Stability AIがBrand Studio発表、ブランド一貫性を保つAI画像生成を自動化
Stability AIが商用プラットフォームBrand Studioをローンチ。ブランド固有モデルの訓練から自動化された制作ワークフローまで、クリエイティブチームのAI活用を統合。
Stability AI が商用プラットフォーム「Brand Studio」をローンチした。同社がオープンソース中心の戦略から商用化へ舵を切る重要な転換点である。Brand Studio は、クリエイティブチームがAIで一貫性のあるブランド画像を生成・運用するための統合プラットフォームだ。
ブランド専有モデルの訓練と自動ワークフロー
Brand Studio の中核は「Brand Central」である。クリエイティブチームは独自のブランドガイドラインをもとに、ブランド固有のAI画像生成モデルを訓練できる。同時にキャンペーンテンプレートの作成や管理も行える。
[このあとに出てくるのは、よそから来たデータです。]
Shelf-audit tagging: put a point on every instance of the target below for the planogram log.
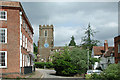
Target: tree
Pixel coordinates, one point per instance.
(87, 41)
(72, 42)
(112, 72)
(62, 63)
(35, 49)
(79, 59)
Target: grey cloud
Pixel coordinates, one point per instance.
(72, 18)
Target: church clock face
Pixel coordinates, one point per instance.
(46, 45)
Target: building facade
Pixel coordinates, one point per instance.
(117, 49)
(105, 54)
(45, 43)
(16, 40)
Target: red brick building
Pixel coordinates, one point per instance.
(117, 49)
(16, 40)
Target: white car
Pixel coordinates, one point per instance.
(93, 71)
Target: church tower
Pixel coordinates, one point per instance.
(45, 43)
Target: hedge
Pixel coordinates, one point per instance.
(42, 64)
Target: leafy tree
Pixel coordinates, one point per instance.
(112, 72)
(35, 49)
(87, 40)
(62, 63)
(72, 42)
(79, 59)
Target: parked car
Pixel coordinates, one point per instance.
(93, 71)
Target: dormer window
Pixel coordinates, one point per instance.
(3, 15)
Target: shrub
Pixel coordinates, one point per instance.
(87, 76)
(62, 63)
(112, 72)
(64, 68)
(42, 64)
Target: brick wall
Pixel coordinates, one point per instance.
(116, 42)
(13, 41)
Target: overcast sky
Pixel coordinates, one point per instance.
(72, 18)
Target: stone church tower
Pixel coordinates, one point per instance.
(45, 43)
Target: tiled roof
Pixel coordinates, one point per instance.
(108, 53)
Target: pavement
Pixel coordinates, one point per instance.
(47, 74)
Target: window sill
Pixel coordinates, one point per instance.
(3, 43)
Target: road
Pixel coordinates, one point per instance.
(50, 74)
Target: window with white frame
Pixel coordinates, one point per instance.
(118, 48)
(3, 35)
(3, 15)
(23, 40)
(3, 59)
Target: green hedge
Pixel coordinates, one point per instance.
(42, 64)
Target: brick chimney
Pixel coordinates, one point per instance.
(106, 46)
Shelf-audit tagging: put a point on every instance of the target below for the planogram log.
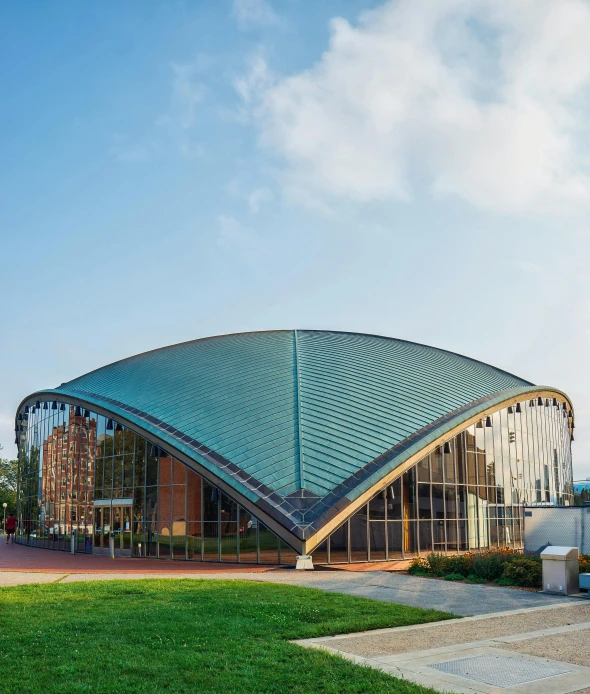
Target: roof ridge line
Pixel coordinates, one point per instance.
(299, 434)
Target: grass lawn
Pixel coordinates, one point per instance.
(186, 636)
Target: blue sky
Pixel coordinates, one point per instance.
(181, 169)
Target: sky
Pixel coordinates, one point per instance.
(172, 170)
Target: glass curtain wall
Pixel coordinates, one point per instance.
(469, 494)
(85, 476)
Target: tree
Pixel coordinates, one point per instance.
(8, 480)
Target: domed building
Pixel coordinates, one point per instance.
(259, 447)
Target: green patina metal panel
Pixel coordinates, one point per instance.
(296, 411)
(300, 412)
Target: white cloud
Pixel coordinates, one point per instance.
(133, 153)
(234, 237)
(257, 197)
(483, 100)
(251, 13)
(188, 92)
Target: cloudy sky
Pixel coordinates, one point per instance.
(180, 169)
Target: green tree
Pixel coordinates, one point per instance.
(8, 479)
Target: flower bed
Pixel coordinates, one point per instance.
(504, 567)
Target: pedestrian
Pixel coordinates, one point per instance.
(9, 528)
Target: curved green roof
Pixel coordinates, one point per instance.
(293, 419)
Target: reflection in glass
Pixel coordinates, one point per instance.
(471, 497)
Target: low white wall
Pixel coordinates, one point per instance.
(565, 526)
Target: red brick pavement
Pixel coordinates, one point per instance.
(22, 558)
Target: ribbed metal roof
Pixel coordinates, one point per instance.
(298, 413)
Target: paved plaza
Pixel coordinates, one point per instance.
(21, 564)
(542, 650)
(508, 641)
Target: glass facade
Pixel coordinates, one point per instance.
(86, 477)
(468, 494)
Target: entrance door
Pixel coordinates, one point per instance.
(112, 522)
(121, 530)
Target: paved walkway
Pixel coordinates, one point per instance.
(543, 650)
(18, 561)
(16, 557)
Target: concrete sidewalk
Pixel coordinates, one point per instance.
(19, 563)
(544, 650)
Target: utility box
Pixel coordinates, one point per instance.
(560, 570)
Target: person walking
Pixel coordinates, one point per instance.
(10, 528)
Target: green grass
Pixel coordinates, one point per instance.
(195, 636)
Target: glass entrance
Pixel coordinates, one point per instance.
(112, 523)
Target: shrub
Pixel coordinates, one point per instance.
(472, 578)
(524, 571)
(460, 564)
(488, 566)
(419, 567)
(437, 564)
(504, 582)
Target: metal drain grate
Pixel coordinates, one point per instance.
(499, 670)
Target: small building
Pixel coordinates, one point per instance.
(260, 446)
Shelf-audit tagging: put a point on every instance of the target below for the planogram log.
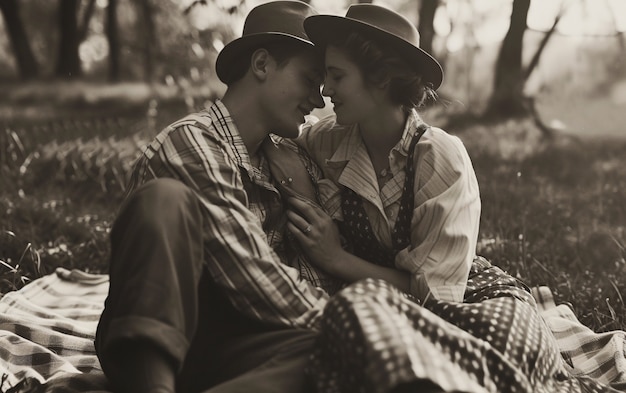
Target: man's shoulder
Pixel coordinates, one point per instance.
(201, 119)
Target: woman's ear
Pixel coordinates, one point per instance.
(259, 62)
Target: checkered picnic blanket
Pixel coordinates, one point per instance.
(47, 330)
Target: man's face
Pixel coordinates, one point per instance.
(292, 91)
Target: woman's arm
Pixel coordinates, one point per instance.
(445, 221)
(319, 237)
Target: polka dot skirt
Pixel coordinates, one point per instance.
(373, 338)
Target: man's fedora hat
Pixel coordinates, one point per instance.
(265, 23)
(382, 25)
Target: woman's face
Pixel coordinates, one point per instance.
(353, 100)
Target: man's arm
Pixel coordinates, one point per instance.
(237, 253)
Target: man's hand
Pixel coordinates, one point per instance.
(316, 232)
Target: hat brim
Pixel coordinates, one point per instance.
(232, 52)
(323, 28)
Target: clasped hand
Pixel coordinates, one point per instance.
(316, 233)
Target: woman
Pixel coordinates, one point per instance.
(406, 200)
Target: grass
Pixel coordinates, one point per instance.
(553, 213)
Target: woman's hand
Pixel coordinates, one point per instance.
(316, 232)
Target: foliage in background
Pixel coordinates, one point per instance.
(553, 214)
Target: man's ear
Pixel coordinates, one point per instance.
(259, 62)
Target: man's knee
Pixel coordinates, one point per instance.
(160, 203)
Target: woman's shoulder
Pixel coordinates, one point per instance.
(438, 144)
(439, 137)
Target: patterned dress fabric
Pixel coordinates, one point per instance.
(375, 338)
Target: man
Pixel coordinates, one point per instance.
(199, 299)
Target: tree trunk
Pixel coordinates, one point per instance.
(507, 98)
(113, 39)
(24, 57)
(150, 40)
(426, 25)
(83, 27)
(68, 62)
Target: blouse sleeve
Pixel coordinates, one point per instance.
(445, 221)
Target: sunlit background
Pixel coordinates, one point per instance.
(579, 83)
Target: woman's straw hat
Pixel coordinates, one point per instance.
(382, 25)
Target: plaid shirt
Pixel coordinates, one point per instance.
(446, 211)
(205, 151)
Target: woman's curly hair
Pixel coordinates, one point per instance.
(381, 64)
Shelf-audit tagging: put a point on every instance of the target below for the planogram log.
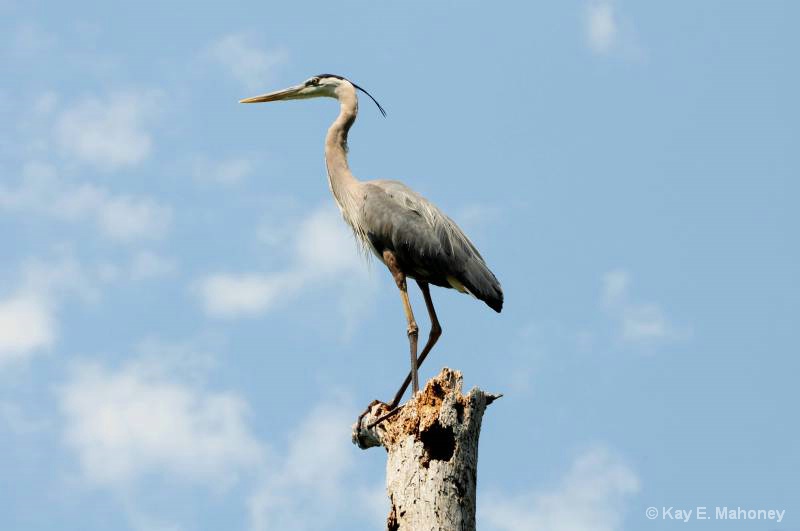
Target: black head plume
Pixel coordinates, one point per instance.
(380, 108)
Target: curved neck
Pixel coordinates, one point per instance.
(340, 179)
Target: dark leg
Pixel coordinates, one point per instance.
(436, 332)
(400, 279)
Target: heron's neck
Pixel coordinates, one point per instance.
(342, 183)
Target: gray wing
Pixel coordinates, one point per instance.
(429, 246)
さらに「Producer Mode」という機能が自動ワークフローを実現する。テキスト記述から視覚資産への自動変換を行い、クリエイティブプロセスを加速させる仕組みだ。一度のプロンプト入力で複数の資産生成が可能になる。
編集精度と最適なモデル選択
Brand Studio には「Precision Inpainting」機能も搭載されている。生成された画像の特定領域を対象に、局所的な編集を行える。完全な再生成ではなく、細かな調整が必要な場合に効果的だ。
加えて「Curated Model Routing」により、タスクに応じて最適なAIモデルが自動選択される。複数モデルを使い分けることで、品質とコスト効率のバランスを実現する。
無料コアから企業向けまでの階層
Brand Studio は Free Core と Enterprise 版の2層構成である。中小企業から大規模組織まで、利用規模に応じた選択が可能だ。
オープンソースから商用化へ
Stability AI の戦略転換は業界全体の動きを反映している。かつてのオープンソースモデル公開による競争力拡張から、クローズドな商用製品による差別化へシフトしている。ユーザーのニーズに応じた細かな機能設計が、商用プラットフォームの付加価値として機能する時代になった。